Even after the lockdown was over, accelerated worsening of memory functions persisted among older adults, data shows
Elderly adults experienced a disastrous decline in cognitive functioning during the UK’s Covid-19 quarantine policies, a study published in the Lancet on Tuesday revealed. The accelerated worsening of working memory and other key intellectual metrics persisted even after lockdown ended.
Analyzing data collected by the government’s PROTECT study of adults aged 50 and above before, during, and after the pandemic lockdowns, researchers affiliated with the University of Exeter, King’s College London, and Imperial College London found “significant worsening of executive function and working memory” across all groups studied.
Reduced exercise and increased alcohol use were associated with worsening of memory and executive functioning during lockdown even among individuals who had no previous history of cognitive impairment, while depression and loneliness were strongly linked to worsening of existing cognitive issues.
Declines in working memory persisted even after lockdowns ended and overall cognitive decline declined at twice the rate it had prior to lockdowns, as measured by performance on the cognitive tasks participants completed as part of the PROTECT study.
This marked decline in overall cognition was observed even in elderly individuals who had shown no signs of impairment prior to the lockdowns.
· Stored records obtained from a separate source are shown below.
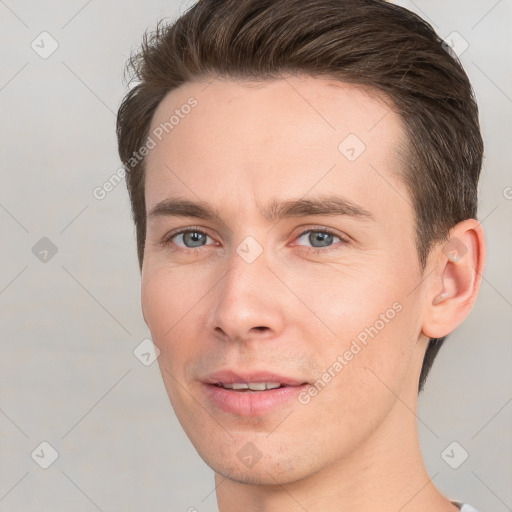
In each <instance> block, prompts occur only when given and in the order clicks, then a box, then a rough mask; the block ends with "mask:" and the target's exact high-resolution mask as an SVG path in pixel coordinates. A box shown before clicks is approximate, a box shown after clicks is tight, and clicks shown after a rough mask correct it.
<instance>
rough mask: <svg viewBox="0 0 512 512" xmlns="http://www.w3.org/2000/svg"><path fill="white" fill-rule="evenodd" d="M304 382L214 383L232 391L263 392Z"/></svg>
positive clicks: (218, 382)
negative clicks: (297, 382) (289, 382)
mask: <svg viewBox="0 0 512 512" xmlns="http://www.w3.org/2000/svg"><path fill="white" fill-rule="evenodd" d="M304 384H307V383H306V382H303V383H302V384H294V385H289V384H281V383H280V382H233V383H225V384H223V383H222V382H218V383H216V384H213V385H214V386H217V387H219V388H223V389H229V390H231V391H236V392H239V393H261V392H263V391H269V390H272V389H281V388H286V387H299V386H302V385H304Z"/></svg>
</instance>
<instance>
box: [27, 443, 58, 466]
mask: <svg viewBox="0 0 512 512" xmlns="http://www.w3.org/2000/svg"><path fill="white" fill-rule="evenodd" d="M30 456H31V457H32V460H33V461H34V462H35V463H36V464H37V465H38V466H39V467H40V468H42V469H48V468H49V467H50V466H51V465H52V464H53V463H54V462H55V461H56V460H57V459H58V458H59V453H58V452H57V450H56V449H55V448H54V447H53V446H52V445H51V444H50V443H49V442H47V441H43V442H42V443H40V444H39V445H37V447H36V448H34V451H33V452H32V453H31V454H30Z"/></svg>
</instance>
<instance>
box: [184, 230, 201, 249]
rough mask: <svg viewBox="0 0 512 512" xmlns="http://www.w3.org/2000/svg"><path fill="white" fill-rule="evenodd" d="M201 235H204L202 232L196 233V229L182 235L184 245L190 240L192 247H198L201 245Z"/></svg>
mask: <svg viewBox="0 0 512 512" xmlns="http://www.w3.org/2000/svg"><path fill="white" fill-rule="evenodd" d="M202 237H204V234H203V233H198V232H197V231H190V232H188V233H185V234H184V235H183V241H184V242H185V245H187V246H188V244H187V241H188V242H191V244H192V245H191V246H192V247H198V246H200V245H201V242H202Z"/></svg>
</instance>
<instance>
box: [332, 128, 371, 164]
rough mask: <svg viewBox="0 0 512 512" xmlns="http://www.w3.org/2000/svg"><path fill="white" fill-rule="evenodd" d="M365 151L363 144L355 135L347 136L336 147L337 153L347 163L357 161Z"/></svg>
mask: <svg viewBox="0 0 512 512" xmlns="http://www.w3.org/2000/svg"><path fill="white" fill-rule="evenodd" d="M365 149H366V145H365V143H364V142H363V141H362V140H361V139H360V138H359V137H358V136H357V135H356V134H355V133H350V134H349V135H347V136H346V137H345V138H344V139H343V140H342V141H341V142H340V144H339V145H338V151H339V152H340V153H341V154H342V155H343V156H344V157H345V158H346V159H347V160H348V161H349V162H353V161H354V160H357V159H358V158H359V157H360V156H361V154H362V153H363V152H364V150H365Z"/></svg>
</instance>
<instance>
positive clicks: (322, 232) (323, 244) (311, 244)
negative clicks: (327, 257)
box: [297, 229, 346, 252]
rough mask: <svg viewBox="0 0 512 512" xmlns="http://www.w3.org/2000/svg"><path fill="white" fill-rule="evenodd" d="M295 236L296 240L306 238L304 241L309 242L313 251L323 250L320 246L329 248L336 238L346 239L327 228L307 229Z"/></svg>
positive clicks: (344, 241) (323, 250) (325, 247)
mask: <svg viewBox="0 0 512 512" xmlns="http://www.w3.org/2000/svg"><path fill="white" fill-rule="evenodd" d="M297 238H298V240H302V239H304V238H306V241H307V242H308V243H309V244H311V246H312V248H311V250H312V251H313V252H325V249H324V250H322V248H326V250H330V248H331V247H333V242H334V243H335V239H338V241H339V242H346V240H344V239H343V238H341V237H340V236H338V235H335V234H334V233H333V232H331V231H330V230H327V229H309V230H307V231H303V232H302V233H301V234H300V235H299V236H298V237H297ZM315 244H318V245H315ZM297 245H301V244H297ZM334 248H335V247H334Z"/></svg>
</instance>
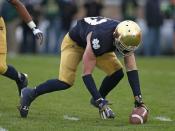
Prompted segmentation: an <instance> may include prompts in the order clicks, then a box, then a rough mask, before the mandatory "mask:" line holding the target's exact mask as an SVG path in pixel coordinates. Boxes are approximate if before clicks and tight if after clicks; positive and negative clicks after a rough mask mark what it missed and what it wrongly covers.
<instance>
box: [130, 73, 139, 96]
mask: <svg viewBox="0 0 175 131" xmlns="http://www.w3.org/2000/svg"><path fill="white" fill-rule="evenodd" d="M127 75H128V81H129V84H130V86H131V89H132V92H133V95H134V96H140V95H141V91H140V82H139V75H138V71H137V70H133V71H128V72H127Z"/></svg>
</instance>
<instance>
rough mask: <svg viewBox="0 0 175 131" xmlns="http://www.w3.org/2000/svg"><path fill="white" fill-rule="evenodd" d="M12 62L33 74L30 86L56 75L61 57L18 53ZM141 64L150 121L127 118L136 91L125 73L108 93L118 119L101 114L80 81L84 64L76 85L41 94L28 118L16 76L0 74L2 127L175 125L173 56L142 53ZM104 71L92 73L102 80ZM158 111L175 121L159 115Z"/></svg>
mask: <svg viewBox="0 0 175 131" xmlns="http://www.w3.org/2000/svg"><path fill="white" fill-rule="evenodd" d="M8 63H9V64H12V65H14V66H15V67H16V68H17V69H19V70H20V71H22V72H25V73H27V74H28V75H29V87H31V88H34V86H36V85H38V84H40V83H42V82H44V81H46V80H48V79H52V78H56V77H57V75H58V69H59V57H56V56H29V55H27V56H18V57H15V58H13V59H11V58H8ZM137 64H138V68H139V73H140V82H141V89H142V94H143V98H144V101H145V103H146V104H147V106H148V108H149V109H150V114H149V120H148V122H147V123H146V124H143V125H130V124H129V123H128V116H129V114H130V112H131V110H132V108H133V97H132V92H131V88H130V87H129V84H128V82H127V77H126V74H125V77H124V79H123V80H122V81H121V82H120V83H119V85H118V86H117V87H116V88H115V89H114V90H113V91H112V92H111V93H110V94H109V96H108V97H107V99H109V100H110V101H112V102H113V105H112V106H111V108H112V109H113V111H114V112H115V113H116V115H117V117H116V118H115V119H114V120H101V119H100V118H99V114H98V110H97V109H96V108H94V107H92V106H91V105H90V104H89V99H90V94H89V93H88V91H87V89H86V88H85V86H84V84H83V82H82V78H81V65H80V66H79V68H78V71H77V78H76V81H75V84H74V86H73V87H72V88H70V89H68V90H65V91H60V92H54V93H50V94H45V95H43V96H41V97H39V98H37V99H36V100H35V101H34V102H33V103H32V106H31V108H30V112H29V115H28V118H27V119H22V118H20V117H19V113H18V111H17V108H16V106H17V105H18V102H19V98H18V96H17V94H18V93H17V90H16V84H15V82H13V81H11V80H9V79H7V78H5V77H2V76H1V77H0V89H1V91H0V131H24V130H25V131H82V130H83V131H120V130H121V131H125V130H128V131H140V130H142V131H148V130H149V131H174V130H175V110H174V109H175V102H174V96H175V90H174V86H175V82H174V78H175V69H174V68H175V61H174V57H157V58H144V57H138V58H137ZM104 75H105V74H104V73H103V72H100V71H99V70H98V69H96V70H95V72H94V74H93V76H94V78H95V80H96V83H97V85H98V86H99V85H100V82H101V81H102V79H103V77H104ZM160 116H161V117H163V118H170V119H171V120H172V121H160V120H158V119H156V117H160ZM77 118H78V120H76V119H77ZM72 119H73V120H72Z"/></svg>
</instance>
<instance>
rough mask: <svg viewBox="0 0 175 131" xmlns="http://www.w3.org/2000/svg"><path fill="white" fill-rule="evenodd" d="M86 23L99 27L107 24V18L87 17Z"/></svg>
mask: <svg viewBox="0 0 175 131" xmlns="http://www.w3.org/2000/svg"><path fill="white" fill-rule="evenodd" d="M84 21H85V22H86V23H88V24H90V25H99V24H101V23H104V22H106V21H107V19H105V18H102V19H98V17H86V18H84Z"/></svg>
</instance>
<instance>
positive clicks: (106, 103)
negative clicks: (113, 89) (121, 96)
mask: <svg viewBox="0 0 175 131" xmlns="http://www.w3.org/2000/svg"><path fill="white" fill-rule="evenodd" d="M97 103H99V105H98V108H99V114H100V117H101V118H102V119H108V118H109V119H111V118H115V114H114V113H113V111H112V109H111V108H110V107H109V106H108V105H107V102H106V100H104V99H103V98H100V99H98V100H97Z"/></svg>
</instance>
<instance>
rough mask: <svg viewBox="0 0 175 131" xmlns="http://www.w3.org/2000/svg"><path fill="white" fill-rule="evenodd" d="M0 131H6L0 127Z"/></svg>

Nor was it limited to individuals who had contracted Covid-19, though several studies have established a link between infection and persistent cognitive deficits, with up to 78% of those infected reporting lasting mental difficulties.
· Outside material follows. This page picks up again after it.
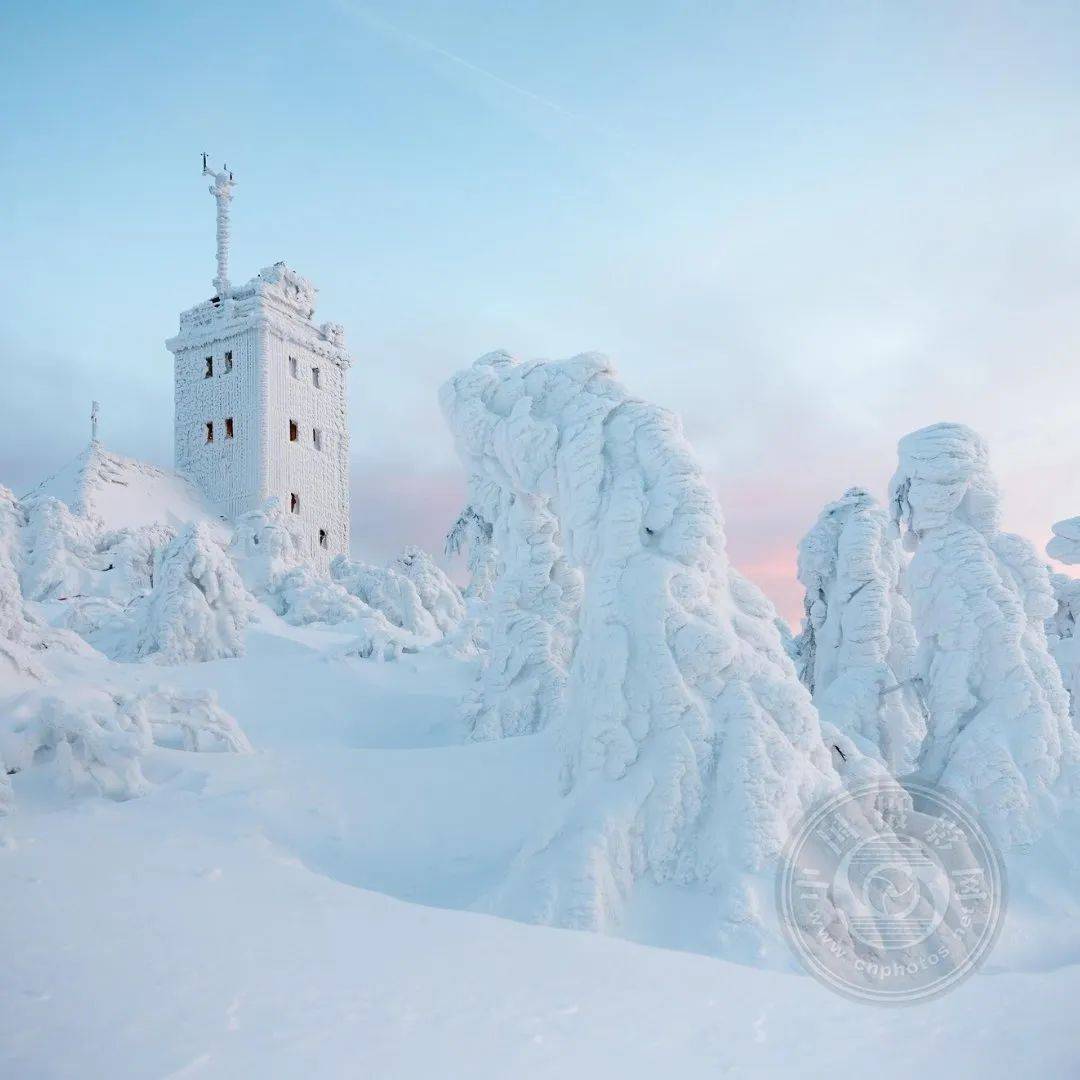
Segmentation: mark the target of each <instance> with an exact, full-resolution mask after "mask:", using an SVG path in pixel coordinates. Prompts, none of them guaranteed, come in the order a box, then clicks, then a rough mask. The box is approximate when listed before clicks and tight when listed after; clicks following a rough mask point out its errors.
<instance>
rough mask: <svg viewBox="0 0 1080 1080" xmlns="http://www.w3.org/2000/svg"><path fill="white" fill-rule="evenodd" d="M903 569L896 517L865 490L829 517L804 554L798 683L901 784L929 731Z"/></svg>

The researchers hypothesized reduced exercise and increased alcohol consumption might be responsible for the cognitive decline reported, but cautioned against confusing correlation with causation and recommended further study. “Ongoing concerns about the pandemic and a shift to more virtual communication forms, leading to less time spent out of the house and a less active lifestyle” were suggested as a hypothesis to explain the lingering debilitation post-lockdown.
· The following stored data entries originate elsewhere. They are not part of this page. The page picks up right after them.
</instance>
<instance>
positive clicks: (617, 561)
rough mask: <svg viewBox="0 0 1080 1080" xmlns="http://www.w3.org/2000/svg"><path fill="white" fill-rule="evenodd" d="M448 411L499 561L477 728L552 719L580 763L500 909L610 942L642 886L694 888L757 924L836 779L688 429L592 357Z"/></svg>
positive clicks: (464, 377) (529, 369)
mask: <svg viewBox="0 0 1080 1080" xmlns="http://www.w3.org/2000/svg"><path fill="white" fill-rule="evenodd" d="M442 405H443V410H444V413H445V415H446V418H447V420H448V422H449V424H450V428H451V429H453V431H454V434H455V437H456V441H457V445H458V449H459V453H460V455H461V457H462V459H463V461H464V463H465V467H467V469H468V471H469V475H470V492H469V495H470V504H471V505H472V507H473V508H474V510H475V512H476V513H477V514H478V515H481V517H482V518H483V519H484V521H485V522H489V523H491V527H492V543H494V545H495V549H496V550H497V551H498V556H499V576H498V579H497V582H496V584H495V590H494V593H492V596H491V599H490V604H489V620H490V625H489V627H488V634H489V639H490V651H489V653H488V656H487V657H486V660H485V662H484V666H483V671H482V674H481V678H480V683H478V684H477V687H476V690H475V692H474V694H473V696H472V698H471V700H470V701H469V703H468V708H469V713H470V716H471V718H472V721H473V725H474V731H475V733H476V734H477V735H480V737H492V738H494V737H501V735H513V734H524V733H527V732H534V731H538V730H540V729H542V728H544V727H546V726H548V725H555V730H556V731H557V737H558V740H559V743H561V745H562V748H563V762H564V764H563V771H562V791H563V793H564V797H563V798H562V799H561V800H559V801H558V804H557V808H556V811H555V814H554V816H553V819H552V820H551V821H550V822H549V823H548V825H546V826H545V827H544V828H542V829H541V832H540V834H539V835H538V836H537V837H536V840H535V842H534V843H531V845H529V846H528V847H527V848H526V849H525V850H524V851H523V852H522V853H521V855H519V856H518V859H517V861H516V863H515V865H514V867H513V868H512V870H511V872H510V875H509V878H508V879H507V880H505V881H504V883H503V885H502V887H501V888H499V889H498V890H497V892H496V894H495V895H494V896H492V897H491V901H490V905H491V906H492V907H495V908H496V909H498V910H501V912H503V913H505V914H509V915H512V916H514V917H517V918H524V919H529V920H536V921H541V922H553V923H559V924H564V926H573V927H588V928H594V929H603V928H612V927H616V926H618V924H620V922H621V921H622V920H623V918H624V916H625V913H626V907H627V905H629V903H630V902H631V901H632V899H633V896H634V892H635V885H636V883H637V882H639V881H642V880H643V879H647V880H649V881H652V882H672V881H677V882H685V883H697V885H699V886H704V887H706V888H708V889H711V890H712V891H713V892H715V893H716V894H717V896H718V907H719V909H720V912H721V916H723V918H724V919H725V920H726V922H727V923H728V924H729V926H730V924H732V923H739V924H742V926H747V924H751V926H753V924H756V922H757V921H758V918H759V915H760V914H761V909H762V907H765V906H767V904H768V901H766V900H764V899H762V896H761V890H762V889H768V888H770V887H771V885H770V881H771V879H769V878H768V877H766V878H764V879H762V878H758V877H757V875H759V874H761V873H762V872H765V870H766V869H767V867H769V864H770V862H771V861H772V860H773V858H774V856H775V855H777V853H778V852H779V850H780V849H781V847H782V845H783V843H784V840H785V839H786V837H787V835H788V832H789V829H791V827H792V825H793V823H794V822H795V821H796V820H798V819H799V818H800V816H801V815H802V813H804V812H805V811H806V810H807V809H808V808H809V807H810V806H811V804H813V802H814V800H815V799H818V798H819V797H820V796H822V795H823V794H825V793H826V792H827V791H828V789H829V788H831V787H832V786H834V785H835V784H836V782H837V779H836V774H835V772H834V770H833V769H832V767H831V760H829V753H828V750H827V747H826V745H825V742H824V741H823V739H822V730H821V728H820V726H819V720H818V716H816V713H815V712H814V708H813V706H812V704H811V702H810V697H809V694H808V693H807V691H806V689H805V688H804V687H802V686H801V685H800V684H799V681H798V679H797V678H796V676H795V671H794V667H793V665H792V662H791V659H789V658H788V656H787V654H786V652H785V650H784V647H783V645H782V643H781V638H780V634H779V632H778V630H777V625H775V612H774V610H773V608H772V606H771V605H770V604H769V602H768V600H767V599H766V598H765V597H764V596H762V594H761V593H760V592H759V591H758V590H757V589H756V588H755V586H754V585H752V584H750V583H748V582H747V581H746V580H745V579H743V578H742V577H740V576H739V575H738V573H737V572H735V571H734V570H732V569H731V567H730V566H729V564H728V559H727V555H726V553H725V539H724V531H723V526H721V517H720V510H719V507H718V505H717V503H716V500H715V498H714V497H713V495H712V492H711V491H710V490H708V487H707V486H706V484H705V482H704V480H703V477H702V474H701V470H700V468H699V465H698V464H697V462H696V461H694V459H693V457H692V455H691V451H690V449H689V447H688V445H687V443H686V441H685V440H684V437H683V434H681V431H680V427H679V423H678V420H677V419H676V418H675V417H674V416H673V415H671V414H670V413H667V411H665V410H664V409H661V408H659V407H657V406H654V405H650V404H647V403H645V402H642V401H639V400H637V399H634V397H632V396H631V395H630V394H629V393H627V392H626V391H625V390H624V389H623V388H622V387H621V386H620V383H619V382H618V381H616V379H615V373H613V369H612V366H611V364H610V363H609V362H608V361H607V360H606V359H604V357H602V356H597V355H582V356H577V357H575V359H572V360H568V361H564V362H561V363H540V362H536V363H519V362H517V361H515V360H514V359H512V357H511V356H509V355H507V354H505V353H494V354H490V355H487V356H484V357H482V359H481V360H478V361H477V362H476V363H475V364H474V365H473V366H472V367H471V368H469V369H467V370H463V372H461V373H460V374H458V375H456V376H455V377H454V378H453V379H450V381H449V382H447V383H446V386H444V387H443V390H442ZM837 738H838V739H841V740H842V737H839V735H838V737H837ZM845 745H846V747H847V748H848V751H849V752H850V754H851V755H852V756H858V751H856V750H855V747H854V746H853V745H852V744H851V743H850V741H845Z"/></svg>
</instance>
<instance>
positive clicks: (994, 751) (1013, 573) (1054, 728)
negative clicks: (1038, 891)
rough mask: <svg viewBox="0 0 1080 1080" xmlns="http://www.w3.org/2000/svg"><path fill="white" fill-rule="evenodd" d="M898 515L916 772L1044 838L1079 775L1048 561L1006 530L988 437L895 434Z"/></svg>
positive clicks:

The study did not distinguish between those who had received the Covid-19 vaccine and the unvaccinated. A broad spectrum of neurological side effects including cognitive impairment have been associated with the shot, though to date no comprehensive studies have been performed on the subject.
Given the established role of loneliness and social isolation as risk factors for worsening cognitive impairment in elderly adults, the predictably detrimental effect of lockdowns on this population was the source of much controversy during the pandemic.
Elderly advocates as early as July 2020 warned that patients with mild cognitive decline were rapidly spiraling into full-blown dementia, losing the ability to care for themselves and even speak due to suspensions in healthcare services and social visits.
The UK locked its population down three times during the pandemic, exercising unprecedented societal controls. That policy is currently under investigation in the government’s Covid-19 Inquiry.